Friday, 6 December 2013

of the fallibility of the church

In the new year, one of my key goals is to finally write the story of The Esther Project, the alternative church community experiment I facilitated from 2009 to 2010.

As I prepare to do so, and reflect on the elements of the story I wish to highlight, the way I want to frame the story, I have encountered some thoughts from Steve Taylor, a fellow alternative church pioneer.

Steve reflects on the idea that 'the church has erred,' and the question it poses for alternative church expressions. Will we acknowledge that the church has erred, and that we, too, will likely err in our expressions of Christian community? Or will we separate ourselves from the fallibility of the church in a somewhat arrogant 'search for purity'?
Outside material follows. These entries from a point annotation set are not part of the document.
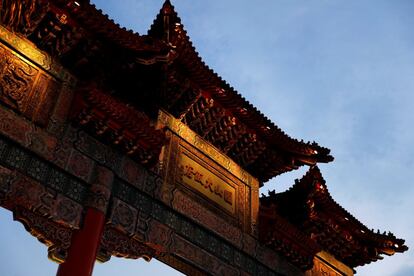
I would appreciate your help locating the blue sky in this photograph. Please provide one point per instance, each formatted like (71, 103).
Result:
(334, 71)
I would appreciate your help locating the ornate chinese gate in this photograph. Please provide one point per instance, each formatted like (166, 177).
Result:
(116, 144)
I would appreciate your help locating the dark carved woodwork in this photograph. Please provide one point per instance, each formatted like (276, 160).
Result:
(50, 175)
(56, 237)
(26, 89)
(309, 207)
(121, 125)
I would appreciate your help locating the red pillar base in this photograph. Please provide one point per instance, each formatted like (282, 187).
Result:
(84, 246)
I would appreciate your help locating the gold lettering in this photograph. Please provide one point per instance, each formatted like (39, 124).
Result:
(206, 182)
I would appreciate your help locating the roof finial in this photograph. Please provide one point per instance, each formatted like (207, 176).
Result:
(167, 3)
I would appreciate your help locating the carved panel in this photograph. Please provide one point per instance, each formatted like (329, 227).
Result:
(202, 259)
(53, 235)
(118, 244)
(25, 88)
(16, 80)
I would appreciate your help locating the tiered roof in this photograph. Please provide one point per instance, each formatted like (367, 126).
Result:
(163, 70)
(310, 208)
(217, 112)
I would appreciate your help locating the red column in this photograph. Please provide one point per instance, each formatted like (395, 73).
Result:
(84, 246)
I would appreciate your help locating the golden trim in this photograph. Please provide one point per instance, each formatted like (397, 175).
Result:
(183, 131)
(191, 173)
(27, 49)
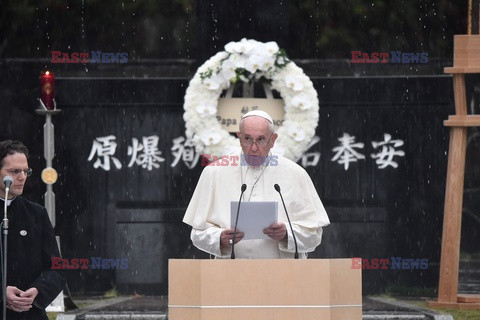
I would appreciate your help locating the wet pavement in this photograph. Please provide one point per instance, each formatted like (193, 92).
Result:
(155, 308)
(374, 307)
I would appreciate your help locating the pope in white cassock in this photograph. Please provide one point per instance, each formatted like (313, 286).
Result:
(209, 209)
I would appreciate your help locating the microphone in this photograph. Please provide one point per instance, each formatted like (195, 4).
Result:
(277, 187)
(7, 181)
(244, 187)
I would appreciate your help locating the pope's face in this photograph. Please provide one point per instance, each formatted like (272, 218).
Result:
(256, 139)
(16, 161)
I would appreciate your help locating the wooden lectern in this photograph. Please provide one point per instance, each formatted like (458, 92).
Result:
(281, 289)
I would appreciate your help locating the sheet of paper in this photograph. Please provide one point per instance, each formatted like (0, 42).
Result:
(254, 216)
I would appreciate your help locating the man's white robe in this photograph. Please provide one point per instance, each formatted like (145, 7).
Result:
(220, 183)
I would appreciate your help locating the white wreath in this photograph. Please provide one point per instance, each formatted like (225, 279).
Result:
(247, 61)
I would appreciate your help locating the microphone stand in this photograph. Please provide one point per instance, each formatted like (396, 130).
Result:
(244, 187)
(4, 260)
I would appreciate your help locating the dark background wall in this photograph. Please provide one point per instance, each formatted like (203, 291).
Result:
(135, 213)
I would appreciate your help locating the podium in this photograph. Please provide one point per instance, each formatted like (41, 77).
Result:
(280, 289)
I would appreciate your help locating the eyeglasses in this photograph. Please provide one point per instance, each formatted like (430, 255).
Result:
(260, 142)
(16, 172)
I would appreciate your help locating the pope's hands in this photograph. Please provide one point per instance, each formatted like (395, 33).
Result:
(276, 231)
(18, 300)
(226, 237)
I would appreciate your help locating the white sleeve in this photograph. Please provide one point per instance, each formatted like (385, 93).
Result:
(208, 240)
(307, 239)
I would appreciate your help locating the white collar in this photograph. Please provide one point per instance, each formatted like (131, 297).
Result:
(9, 201)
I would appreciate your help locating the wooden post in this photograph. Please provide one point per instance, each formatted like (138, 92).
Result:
(466, 60)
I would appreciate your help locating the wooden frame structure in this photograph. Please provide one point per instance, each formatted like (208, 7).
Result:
(466, 60)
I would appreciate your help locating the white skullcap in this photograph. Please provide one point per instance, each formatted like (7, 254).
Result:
(258, 113)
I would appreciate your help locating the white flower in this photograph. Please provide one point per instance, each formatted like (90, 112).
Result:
(255, 60)
(294, 82)
(296, 132)
(215, 82)
(271, 47)
(210, 137)
(228, 70)
(206, 110)
(301, 101)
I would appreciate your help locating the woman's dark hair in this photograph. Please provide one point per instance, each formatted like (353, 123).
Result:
(8, 147)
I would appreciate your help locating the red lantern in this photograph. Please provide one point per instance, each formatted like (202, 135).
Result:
(47, 81)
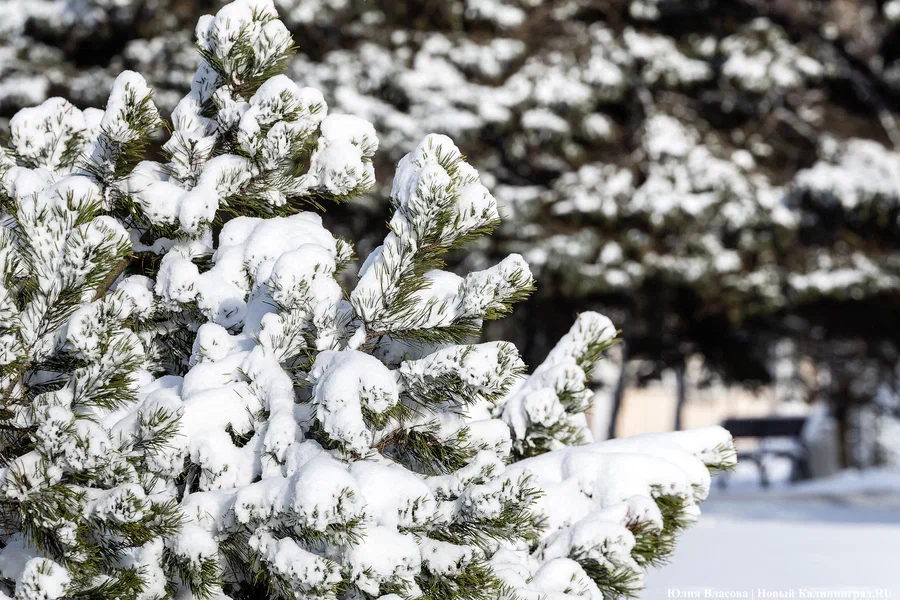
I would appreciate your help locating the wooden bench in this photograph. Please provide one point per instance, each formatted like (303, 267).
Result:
(762, 428)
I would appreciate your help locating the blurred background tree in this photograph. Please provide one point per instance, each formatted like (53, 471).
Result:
(720, 178)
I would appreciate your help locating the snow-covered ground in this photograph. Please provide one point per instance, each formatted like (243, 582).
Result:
(836, 535)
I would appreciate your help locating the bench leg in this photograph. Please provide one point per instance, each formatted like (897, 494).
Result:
(763, 476)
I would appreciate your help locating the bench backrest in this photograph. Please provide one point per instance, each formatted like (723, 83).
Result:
(763, 427)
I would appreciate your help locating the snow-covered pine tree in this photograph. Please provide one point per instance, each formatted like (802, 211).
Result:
(82, 498)
(314, 440)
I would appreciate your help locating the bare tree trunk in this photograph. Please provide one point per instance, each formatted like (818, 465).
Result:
(681, 397)
(842, 416)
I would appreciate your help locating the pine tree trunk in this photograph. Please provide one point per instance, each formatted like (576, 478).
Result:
(617, 396)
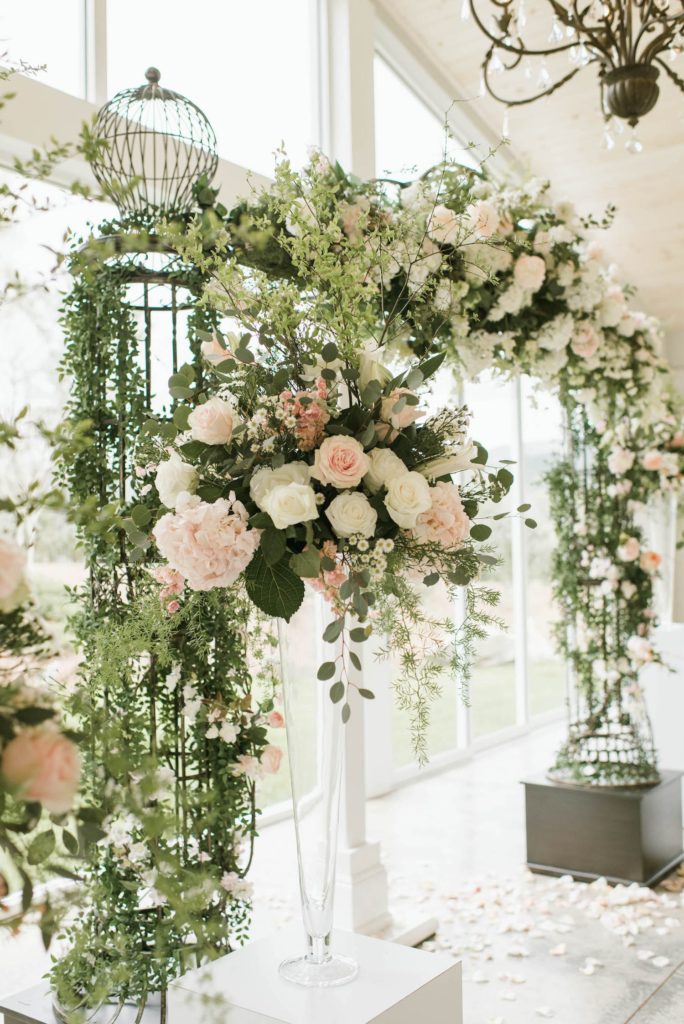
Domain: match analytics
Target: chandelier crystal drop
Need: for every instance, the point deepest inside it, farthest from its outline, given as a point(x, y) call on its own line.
point(630, 41)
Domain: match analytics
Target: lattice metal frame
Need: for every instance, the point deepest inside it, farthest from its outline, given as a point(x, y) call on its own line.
point(158, 145)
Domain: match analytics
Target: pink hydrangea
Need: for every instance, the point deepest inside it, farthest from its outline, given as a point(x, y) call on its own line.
point(445, 521)
point(208, 544)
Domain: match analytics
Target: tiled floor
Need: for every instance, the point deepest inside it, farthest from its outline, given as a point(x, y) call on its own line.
point(532, 948)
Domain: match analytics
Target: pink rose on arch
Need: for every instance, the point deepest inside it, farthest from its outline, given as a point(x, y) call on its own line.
point(629, 551)
point(650, 561)
point(42, 765)
point(208, 544)
point(529, 272)
point(340, 462)
point(394, 422)
point(270, 759)
point(652, 460)
point(585, 341)
point(445, 521)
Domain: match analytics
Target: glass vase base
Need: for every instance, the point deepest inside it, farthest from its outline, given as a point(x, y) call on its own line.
point(305, 971)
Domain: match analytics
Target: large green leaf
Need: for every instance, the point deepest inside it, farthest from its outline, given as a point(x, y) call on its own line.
point(274, 589)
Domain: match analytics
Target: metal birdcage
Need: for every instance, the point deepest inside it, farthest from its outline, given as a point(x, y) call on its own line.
point(158, 145)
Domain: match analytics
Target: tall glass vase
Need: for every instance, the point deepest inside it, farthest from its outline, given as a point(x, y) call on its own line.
point(314, 748)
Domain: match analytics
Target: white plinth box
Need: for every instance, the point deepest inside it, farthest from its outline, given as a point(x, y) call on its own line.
point(395, 985)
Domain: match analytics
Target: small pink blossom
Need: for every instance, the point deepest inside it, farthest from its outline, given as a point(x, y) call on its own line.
point(44, 766)
point(650, 561)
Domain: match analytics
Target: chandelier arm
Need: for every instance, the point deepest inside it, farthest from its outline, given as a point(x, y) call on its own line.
point(659, 43)
point(529, 99)
point(521, 51)
point(590, 33)
point(679, 82)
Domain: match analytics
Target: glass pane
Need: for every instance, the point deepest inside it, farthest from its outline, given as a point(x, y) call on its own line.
point(42, 32)
point(248, 66)
point(493, 685)
point(409, 137)
point(441, 733)
point(542, 432)
point(31, 350)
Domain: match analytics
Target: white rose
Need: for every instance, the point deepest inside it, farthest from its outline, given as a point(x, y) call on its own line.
point(265, 479)
point(13, 590)
point(385, 465)
point(483, 218)
point(444, 465)
point(372, 369)
point(173, 478)
point(443, 225)
point(352, 513)
point(289, 504)
point(529, 272)
point(408, 496)
point(620, 461)
point(212, 423)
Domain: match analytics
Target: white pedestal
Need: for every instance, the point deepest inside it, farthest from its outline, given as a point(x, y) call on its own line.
point(664, 689)
point(395, 985)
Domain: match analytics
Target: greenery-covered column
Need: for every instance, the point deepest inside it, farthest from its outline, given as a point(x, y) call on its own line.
point(602, 587)
point(164, 699)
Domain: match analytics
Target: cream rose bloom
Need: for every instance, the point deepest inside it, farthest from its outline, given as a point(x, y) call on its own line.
point(408, 496)
point(629, 550)
point(385, 465)
point(340, 462)
point(528, 272)
point(212, 423)
point(173, 478)
point(482, 218)
point(621, 461)
point(13, 590)
point(289, 504)
point(352, 513)
point(266, 478)
point(443, 225)
point(393, 422)
point(650, 561)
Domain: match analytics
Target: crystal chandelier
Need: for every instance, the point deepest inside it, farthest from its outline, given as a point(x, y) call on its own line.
point(630, 40)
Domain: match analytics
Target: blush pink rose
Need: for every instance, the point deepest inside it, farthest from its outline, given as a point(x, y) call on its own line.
point(270, 759)
point(212, 423)
point(652, 460)
point(529, 272)
point(650, 560)
point(340, 462)
point(393, 422)
point(12, 567)
point(208, 544)
point(585, 341)
point(445, 521)
point(42, 765)
point(629, 551)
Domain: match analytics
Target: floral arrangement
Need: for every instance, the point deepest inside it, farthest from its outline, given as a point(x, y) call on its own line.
point(501, 278)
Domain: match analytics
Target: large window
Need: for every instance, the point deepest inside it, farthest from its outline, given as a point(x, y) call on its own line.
point(250, 67)
point(50, 33)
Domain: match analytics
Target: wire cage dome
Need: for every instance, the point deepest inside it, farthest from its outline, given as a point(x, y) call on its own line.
point(158, 145)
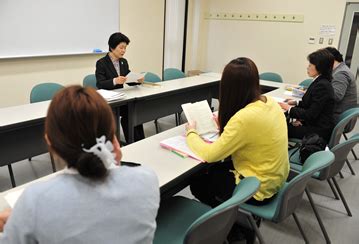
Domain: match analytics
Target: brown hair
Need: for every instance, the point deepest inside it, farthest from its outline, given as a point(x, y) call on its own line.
point(76, 117)
point(238, 87)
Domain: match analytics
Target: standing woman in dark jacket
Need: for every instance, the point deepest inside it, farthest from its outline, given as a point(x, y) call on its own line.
point(314, 114)
point(111, 72)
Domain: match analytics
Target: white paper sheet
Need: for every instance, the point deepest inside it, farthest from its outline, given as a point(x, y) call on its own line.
point(134, 77)
point(202, 114)
point(111, 95)
point(178, 143)
point(12, 197)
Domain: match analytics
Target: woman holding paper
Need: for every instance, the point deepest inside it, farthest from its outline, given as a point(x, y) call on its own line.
point(94, 199)
point(315, 113)
point(253, 132)
point(111, 72)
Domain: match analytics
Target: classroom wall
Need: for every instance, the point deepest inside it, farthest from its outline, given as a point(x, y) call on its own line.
point(143, 25)
point(274, 46)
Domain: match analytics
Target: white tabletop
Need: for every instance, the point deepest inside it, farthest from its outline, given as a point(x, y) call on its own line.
point(147, 152)
point(166, 164)
point(23, 113)
point(167, 86)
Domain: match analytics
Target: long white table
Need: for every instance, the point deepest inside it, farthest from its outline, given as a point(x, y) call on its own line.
point(172, 171)
point(22, 127)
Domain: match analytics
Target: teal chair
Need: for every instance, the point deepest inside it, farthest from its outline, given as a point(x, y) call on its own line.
point(152, 77)
point(173, 73)
point(306, 83)
point(345, 118)
point(39, 93)
point(182, 220)
point(341, 152)
point(271, 77)
point(89, 81)
point(44, 91)
point(349, 127)
point(290, 195)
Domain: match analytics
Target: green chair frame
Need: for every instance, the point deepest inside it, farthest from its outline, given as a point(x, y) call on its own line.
point(89, 81)
point(290, 195)
point(183, 220)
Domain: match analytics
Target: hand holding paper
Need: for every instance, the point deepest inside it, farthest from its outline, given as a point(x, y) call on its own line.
point(133, 77)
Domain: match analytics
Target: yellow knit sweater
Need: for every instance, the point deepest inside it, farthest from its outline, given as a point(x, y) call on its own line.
point(256, 138)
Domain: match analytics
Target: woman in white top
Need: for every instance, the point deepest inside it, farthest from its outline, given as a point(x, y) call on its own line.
point(95, 199)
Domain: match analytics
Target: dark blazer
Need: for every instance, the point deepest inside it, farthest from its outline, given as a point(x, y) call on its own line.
point(317, 106)
point(105, 72)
That The Esther Project lasted two years only is not necessarily a failure or an 'erring'. It's short life is, however, due to the fallibility of both church and humans. There are 'successes' within the story to celebrate. There is much to learn, especially for the Uniting Church in Australia, my own tradition, which is wrestling with the concept of 'fresh expressions' of church, but has not, in my opinion, yet understood how to effectively implement the idea, actively encourage alternative expressions of church even though many may well not take root, or adequately support pioneer leaders.

It is a story that needs telling, our story of The Esther Project. And I am excited to be entering a season in which I am finally ready and able to tell it.

It is, however, another creative pursuit that won't supplement my part time stipend, so if you wish to and are able to support the telling of this story, please follow this link.

And, for the story - watch this space.


1 comment:

Michaela Tiller said...

This is a story that needs to be told and one in which there are many learnings for 'the church'. However, it will be interesting to see whether 'the church' is able to genuinely learn from The Esther Project. The church is human and fallible and therefore will err; and many fresh expressions will inevitably fail to take root. We have a responsibility to learn from the past, which requires an openness to hear not just the 'successes' and continue listening even when there is no celebration or 'happy ending'.